Обратите внимание на то, как это описывают Деяния: не то, что мы назвали бы религией, но скорее то, что мы назвали бы политикой. Первая половина книги, до главы 12, рассказывает о том, как Иисус провозглашен воскресшим Мессией, Царем иудейским, перед лицом иудейских властей, и в частности, семейства Иродов. В конце этой части Ирод Агриппа, который казнил Иакова и пытался казнить Петра, в своей мании величия начинает воображать, что стал божеством, подобно эллинистическим владыкам или римскому императору, — и в этот самый момент погибает. (Эту историю рассказывает также Иосиф Флавий, так что она вполне достоверна.[238]) Во второй же части книги путешественник Павел разносит по всей империи кесаря весть о новом Господине, а в самом конце оказывается в Риме, буквально под носом у кесаря, где, по словам Луки, провозглашает Божье царство и смело говорит о царе Иисусе как о Господе.[239] Это совершенно четко выраженная мысль автора Деяний: царства этого мира стали царством Бога Израилева и его Мессии.

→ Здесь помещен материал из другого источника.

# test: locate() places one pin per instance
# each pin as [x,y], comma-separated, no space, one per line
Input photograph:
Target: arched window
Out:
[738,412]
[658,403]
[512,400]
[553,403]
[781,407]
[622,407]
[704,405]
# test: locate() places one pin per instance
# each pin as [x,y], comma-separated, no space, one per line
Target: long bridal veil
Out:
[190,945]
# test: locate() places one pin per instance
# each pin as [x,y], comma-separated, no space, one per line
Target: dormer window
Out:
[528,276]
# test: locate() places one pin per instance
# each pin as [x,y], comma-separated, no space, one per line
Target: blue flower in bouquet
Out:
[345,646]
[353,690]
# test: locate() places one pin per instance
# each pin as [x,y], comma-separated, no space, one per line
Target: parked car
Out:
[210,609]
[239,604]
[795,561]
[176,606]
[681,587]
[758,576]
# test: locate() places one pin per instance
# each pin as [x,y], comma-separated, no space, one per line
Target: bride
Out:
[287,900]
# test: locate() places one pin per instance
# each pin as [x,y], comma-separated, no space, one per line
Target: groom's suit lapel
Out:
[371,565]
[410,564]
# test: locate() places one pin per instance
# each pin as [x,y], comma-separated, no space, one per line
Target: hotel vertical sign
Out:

И такие дерзкие заявления основаны на воскресении Иисуса, не на его притчах и исцелениях и даже не на Его искупительной смерти, хотя все они сохраняют свое величайшее значение. Именно воскресение означало, что Иисус отныне воцарился как Господь. (Попутно заметим, что именно такая последовательность мыслей, при всей их головокружительной новизне, прекрасно вписывается в контекст иудаизма I века, а вот движение в противоположном направлении сюда не подходит. Существует мнение, что церковь сначала поверила в то, что Иисус стал Господом, а уже потом из этого вывела Его воскресение. Это не имело бы никакого смысла в тогдашнем мире.) Суть в том, что в жизни как Израиля, так и всего мира наступил великий момент и людям надо об этом сообщить. Лука красноречиво говорит о волнении саддукеев из–за того, что апостолы «проповедуют в Иисусе воскресение из мертвых».[240] Многие современные переводы размывают высказанную там мысль, когда в них стоит нечто вроде «проповедуют воскресение мертвых благодаря Иисусу», то есть косвенно можно понять, будто апостолы говорили: поскольку Иисус воскрес, другие люди тоже вернутся к жизни. Быть может, апостолы говорили и так, но не в этом суть того, на что указывает Лука, а в том, что после пасхальных событий «воскресение мертвых» уже началось. Пасха стала началом нового Божьего мира, долгожданного грядущего века и воскресения умерших.

Вот волнующая сцена, когда Павел стоит на афинском ареопаге, где шесть столетий назад играли пьесу Эсхила, в которой Аполлон провозглашал: «Когда человек умирает и прах впитывает его кровь, воскресения нет». Согласно Деян 17, на этом самом месте Павел заявил, что поиски и загадки языческого богословия и философии теперь предстают перед нами в ином свете, потому что истинный Бог явил Себя и Свой замысел всему миру, поставив Судией всего мира мужа, которого, чтобы подтвердить его правомочия, Он воскресил из мертвых.[241] Вот как действует воскресение: оно открывает новый мир, над которым господствует Спаситель и Судия, иудейский Мессия, а потому все изменилось.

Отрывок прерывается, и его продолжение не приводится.